One in Five Women of Reproductive Age Is Uninsured in Georgia
Largely due to the state’s decision not to expand Medicaid, Georgia has one of the highest rates of uninsured women of reproductive age (18-44) in the country with nearly one in five (19.3 percent) lacking health insurance. Georgia ranks 46th in the country and has the highest uninsured rate for women in this age group in the deep South apart from Mississippi (Florida has a similar rate). See Figure 1.
The Uninsured Rate Is Even Higher for Latinas and Other Groups
Women in this age range of all races in Georgia face high rates of uninsurance as compared to the national average (12.8 percent). White and Black women in Georgia are uninsured at similar rates; both groups are higher than the national average. Almost half (45.9 percent) of women of reproductive age who identify as Hispanic or Latina are uninsured in Georgia, and this is almost twice as high as the national average for Latinas. American Indian/Alaska Native (35.9 percent) and Multiracial/Other (38.0 percent) women also have very high uninsured rates. See Figure 2.

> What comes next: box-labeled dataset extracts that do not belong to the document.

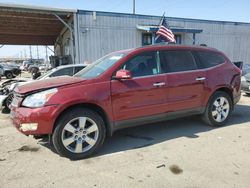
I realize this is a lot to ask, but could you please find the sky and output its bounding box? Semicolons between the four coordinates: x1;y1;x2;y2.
0;0;250;57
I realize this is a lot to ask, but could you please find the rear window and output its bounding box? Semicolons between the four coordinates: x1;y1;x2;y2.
194;51;226;68
160;50;197;73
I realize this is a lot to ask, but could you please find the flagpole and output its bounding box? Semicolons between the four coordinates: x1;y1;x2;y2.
155;12;165;41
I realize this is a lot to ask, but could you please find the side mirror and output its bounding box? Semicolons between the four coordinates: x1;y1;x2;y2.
114;69;132;80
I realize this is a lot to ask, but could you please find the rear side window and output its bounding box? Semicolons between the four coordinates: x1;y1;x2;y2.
122;52;159;77
50;67;73;77
160;50;197;73
194;51;226;68
74;66;85;74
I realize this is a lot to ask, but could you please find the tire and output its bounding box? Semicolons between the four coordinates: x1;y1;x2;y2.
202;91;233;127
52;108;106;160
5;72;13;79
5;92;14;110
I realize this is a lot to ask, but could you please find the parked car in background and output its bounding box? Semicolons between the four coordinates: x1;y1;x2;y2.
21;60;34;71
241;73;250;96
0;64;87;109
0;66;4;77
0;63;21;79
11;45;241;159
242;63;250;76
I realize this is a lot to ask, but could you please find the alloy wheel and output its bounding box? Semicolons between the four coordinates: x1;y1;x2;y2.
212;96;230;123
61;117;99;153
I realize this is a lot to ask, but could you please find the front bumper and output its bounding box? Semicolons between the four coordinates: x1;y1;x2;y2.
10;105;58;135
0;95;8;109
241;81;250;93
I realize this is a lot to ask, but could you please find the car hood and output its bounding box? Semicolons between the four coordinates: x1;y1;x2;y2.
245;73;250;81
15;76;84;94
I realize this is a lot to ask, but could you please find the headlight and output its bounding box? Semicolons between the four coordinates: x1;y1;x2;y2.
241;76;246;82
22;88;58;108
9;83;16;91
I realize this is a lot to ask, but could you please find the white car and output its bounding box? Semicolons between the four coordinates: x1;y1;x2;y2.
0;64;88;109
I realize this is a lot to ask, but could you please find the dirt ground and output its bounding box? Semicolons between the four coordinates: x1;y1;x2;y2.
0;95;250;188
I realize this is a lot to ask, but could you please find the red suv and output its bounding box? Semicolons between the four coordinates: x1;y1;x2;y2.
11;45;241;159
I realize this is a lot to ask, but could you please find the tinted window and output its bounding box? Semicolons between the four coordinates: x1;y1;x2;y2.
194;51;225;68
122;52;159;77
74;66;85;74
50;67;73;77
160;50;197;73
74;52;127;78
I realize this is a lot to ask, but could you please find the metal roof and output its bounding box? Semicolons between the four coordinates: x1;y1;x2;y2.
0;3;76;45
137;25;202;33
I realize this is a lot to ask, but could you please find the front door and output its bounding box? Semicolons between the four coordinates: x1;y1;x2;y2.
111;52;167;121
160;50;206;112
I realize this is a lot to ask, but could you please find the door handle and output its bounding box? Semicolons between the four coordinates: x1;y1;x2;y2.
153;82;166;87
195;77;206;81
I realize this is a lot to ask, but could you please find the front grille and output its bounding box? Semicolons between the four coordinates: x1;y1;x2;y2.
11;92;24;107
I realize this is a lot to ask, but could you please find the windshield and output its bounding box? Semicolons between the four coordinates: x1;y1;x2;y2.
37;68;57;80
74;52;127;78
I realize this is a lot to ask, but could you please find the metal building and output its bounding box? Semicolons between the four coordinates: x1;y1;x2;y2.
0;3;250;63
74;10;250;63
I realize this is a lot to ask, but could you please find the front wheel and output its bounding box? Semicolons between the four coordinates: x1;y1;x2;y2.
52;108;106;160
202;91;233;127
5;72;13;79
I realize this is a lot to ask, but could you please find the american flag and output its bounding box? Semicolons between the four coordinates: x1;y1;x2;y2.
156;17;176;43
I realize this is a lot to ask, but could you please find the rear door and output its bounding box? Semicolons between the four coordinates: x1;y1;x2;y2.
160;50;206;112
111;52;167;121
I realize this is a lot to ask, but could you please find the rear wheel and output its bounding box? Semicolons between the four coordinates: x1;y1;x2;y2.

Poor Health Outcomes and Disparities for Georgia Mothers and Babies
The United States has a very high rate of maternal mortality (23.8 per 100,000 live births) compared to many of its peer nations, and Georgia’s rate (24.5) is slightly higher than the overall U.S. rate for the most recent year of data available (2020). Black women face much higher rates of maternal death (40.9) in Georgia as is the case elsewhere. Infant mortality presents similarly with Georgia babies dying at a rate of 6.1 per 1,000 live births, slightly higher than the U.S. average (5.2). Black babies die at higher rates (8.9) in Georgia than white babies (5.0) though this is lower than the national rate for Black babies (10.2).
Georgia’s Medicaid program is performing poorly on some key maternal and infant health metrics as compared to other states such as the timeliness of prenatal care, access to postpartum care, and the percentage of babies who have low birthweight. Georgia is in or near the bottom quarter of all states that report each of these metrics. Sixty-seven percent of Georgia babies are receiving all of their recommended well-child visits within the first 15 months of life, just over the national median of 66 percent in Medicaid and CHIP.
Although Georgia’s Medicaid program is performing poorly in most maternal and infant health metrics, these metrics look only at those women who are able to access Medicaid or CHIP as a parent or while pregnant. Many other women have no coverage at all as described above. These women are largely excluded because the state has not expanded Medicaid to adults as described above. This problem is compounded by the fact that Georgia’s Medicaid eligibility limit for parents is extremely low. A mother with two children would be over the income limit if she earns just $634 a month. In a positive development, the state has adopted the new option to increase postpartum Medicaid coverage to 12 months.*
*The postpartum option is not in effect yet because currently everyone who gave birth while receiving Medicaid since March of 2020 is retaining their coverage anyway due to the continuous coverage provisions associated with the COVID-19 public health emergency.